About Us
The Genetics Department at Children’s Hospital of Georgia in Augusta, evaluates and
tests for genetic disease in children or birth defects such as Down syndrome and other
chromosomal disorders, neurofibromatosis, cystic fibrosis or connective tissue, metabolic
or other disorders.
Our Genetics Department also works with pediatric specialists to diagnose, manage
care and counsel patient and family members.
Our Approach
With comprehensive pediatric clinical expertise – and the experience in taking care
of generations of children – our team provides expert care based on your individual
child’s growth patterns and specific level of development.

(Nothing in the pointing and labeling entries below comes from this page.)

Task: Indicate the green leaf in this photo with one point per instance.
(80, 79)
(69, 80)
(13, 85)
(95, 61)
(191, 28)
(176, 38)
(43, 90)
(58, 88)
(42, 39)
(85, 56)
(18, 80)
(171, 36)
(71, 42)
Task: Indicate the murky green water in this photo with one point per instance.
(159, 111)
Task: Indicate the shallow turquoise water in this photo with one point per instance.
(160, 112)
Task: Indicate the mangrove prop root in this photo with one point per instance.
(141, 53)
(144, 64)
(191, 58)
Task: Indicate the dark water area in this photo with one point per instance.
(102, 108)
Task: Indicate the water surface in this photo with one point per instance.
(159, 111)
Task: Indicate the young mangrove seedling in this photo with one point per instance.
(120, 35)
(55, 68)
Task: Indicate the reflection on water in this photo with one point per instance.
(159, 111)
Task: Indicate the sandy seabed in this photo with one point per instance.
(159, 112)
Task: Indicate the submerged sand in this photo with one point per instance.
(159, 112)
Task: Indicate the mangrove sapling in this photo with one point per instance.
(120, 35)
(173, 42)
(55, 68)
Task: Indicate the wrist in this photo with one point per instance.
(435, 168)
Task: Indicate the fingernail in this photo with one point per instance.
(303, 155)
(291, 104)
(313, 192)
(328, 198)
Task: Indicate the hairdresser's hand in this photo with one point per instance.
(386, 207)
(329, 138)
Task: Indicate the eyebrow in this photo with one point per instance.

At Children’s Hospital of Georgia, we understand that your child’s health affects
the entire family. We also know that life doesn’t slow down when illness occurs. Our
team provides a full support staff that helps your whole family through short term
or longer term health issues. We have a team of Child Life Specialists that help young
patients cope during a hospital or clinic visit, focusing on extra support for coping
and normal childhood activities while receiving medical care.
Academic Advantage
While CHOG provides care for every single clinical pediatric specialty, our team also
has access to all of the resources of our full academic medical center at Augusta
University. We practice a multi-disciplinary team approach across all areas of clinical
care with a robust research and clinical trials program – to continue to develop advanced
and more effective treatments and cures.
With such comprehensive care, we are able to take care of any routine childhood issue,
but also the very complex or rare pediatric conditions. When you choose CHOG for your
child’s care, an entire team of experts are focused on the health and well-being of
your child for optimum growth and development.
Why Choose Us
We offer:
- Board-certified physician geneticist and a board certified genetic counselor.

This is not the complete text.